Senior VP of Network Management

MedCentric - Long Beach, CA

Our client, one of the nation's largest not-for-profit Medicare Advantage plans, has been dedicated to keeping Seniors both healthy and independent for many years. Their employees are passionate about helping Seniors, and understand that success is based on achieving the mission.

The Job

Responsible for the overall financial and regulatory performance of our client’s provider network. Develops and implements the strategic direction for the network and oversees network management operations to build and maintain a high performing provider network.

Defines long-term strategic goals for our client’s provider network and develops clear plans to achieve them.

Oversees operations that develop and maintain positive relationships and financially viable contracts with medical providers. Engages contracted network leaders and establishes and maintains positive business relationships.
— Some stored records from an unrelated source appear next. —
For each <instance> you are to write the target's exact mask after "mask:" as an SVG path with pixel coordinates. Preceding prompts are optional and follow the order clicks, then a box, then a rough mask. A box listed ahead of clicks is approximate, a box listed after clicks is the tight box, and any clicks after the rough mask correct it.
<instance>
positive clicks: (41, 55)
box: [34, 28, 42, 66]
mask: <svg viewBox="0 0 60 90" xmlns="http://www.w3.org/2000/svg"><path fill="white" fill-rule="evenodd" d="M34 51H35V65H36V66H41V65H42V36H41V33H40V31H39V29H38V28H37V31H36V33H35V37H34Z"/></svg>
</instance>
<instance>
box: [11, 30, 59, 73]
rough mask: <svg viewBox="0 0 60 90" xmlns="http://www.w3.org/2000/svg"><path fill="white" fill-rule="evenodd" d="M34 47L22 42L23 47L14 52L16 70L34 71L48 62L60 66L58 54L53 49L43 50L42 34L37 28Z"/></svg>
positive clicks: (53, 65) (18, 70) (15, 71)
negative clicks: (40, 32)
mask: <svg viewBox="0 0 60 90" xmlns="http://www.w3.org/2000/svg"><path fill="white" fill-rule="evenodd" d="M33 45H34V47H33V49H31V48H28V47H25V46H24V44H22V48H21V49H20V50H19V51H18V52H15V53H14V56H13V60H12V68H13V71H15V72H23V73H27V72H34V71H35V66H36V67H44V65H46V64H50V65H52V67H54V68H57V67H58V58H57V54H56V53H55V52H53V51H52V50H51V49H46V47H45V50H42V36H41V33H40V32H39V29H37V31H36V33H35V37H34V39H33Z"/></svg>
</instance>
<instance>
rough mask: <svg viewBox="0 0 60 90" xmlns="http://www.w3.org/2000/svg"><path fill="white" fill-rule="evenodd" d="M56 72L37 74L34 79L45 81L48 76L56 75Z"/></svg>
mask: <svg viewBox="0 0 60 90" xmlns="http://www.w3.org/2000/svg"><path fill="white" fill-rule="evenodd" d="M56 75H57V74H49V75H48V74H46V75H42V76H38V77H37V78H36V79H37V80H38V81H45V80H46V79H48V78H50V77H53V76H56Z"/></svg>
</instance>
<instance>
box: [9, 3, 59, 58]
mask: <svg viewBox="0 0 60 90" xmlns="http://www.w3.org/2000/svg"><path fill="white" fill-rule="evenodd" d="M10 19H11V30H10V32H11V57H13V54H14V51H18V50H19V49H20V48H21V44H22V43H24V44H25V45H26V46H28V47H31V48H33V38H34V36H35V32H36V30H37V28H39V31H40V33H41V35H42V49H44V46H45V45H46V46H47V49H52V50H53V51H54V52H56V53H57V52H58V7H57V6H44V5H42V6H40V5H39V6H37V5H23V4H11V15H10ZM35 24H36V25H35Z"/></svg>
Negotiates contracts with high priority providers.

Collaborates with the Sales organization to execute company growth initiatives through the acquisition of new networks, providers, and vendors.

Accountable for provider performance related to financial, operations, regulatory, quality, and member satisfaction targets and other performance-related priorities. Ensures providers understand and commit to performance goals.

Leads key initiatives and collaborations that involve network partners.

Works across the organization, with clinical and administrative areas, to develop and deploy provider systems, standards, policies and procedures to improve network performance.

Oversees Network administrative functions, including budget management, internal and external audit, regulatory compliance, contract administration, and policy and procedure enforcement.

Collaborates with senior leaders to establish and achieve financial and membership growth targets. Contributes as a corporate leader by providing recommendations, direction and support of short and long-term company strategies.

Directs and supports staff to achieve organizational goals by communicating job expectations, planning, monitoring and appraising job results, coaching and counseling, driving increased employee engagement, and developing and maintaining succession plans.

Your Qualifications

  • Bachelor’s Degree in Business Administration, Public Health, Public Administration or related field of study required
  • Master’s degree in Health Care or Business preferred.
  • 10+ years of experience in Managed Care with provider management and contracting is required.
  • 5+ years of experience in an executive level position required.
  • Expert knowledge of Medicare Advantage Products.
  • Knowledge of industry standards, current trends and their application to a Medicare Advantage plan.
  • Sound business and financial judgment with problem-solving abilities.
  • High commitment to customer service.
  • Executive presence and the ability to communicate at the Board Level.
  • Exceptional interpersonal skills and excellent oral and written communication.
  • Proven ability to interact effectively with all levels of the organization.

What's in it for you?

  • A competitive compensation and benefits program
  • An annual employee bonus program
  • Robust Wellness Program
  • Generous paid-time-off (PTO)
  • Ten paid holidays per year
  • Excellent 403(b) Retirement Saving Plan with employer match
  • Business Casual attire
  • Robust employee recognition program
  • Tuition reimbursement
  • A work-life balance and much more!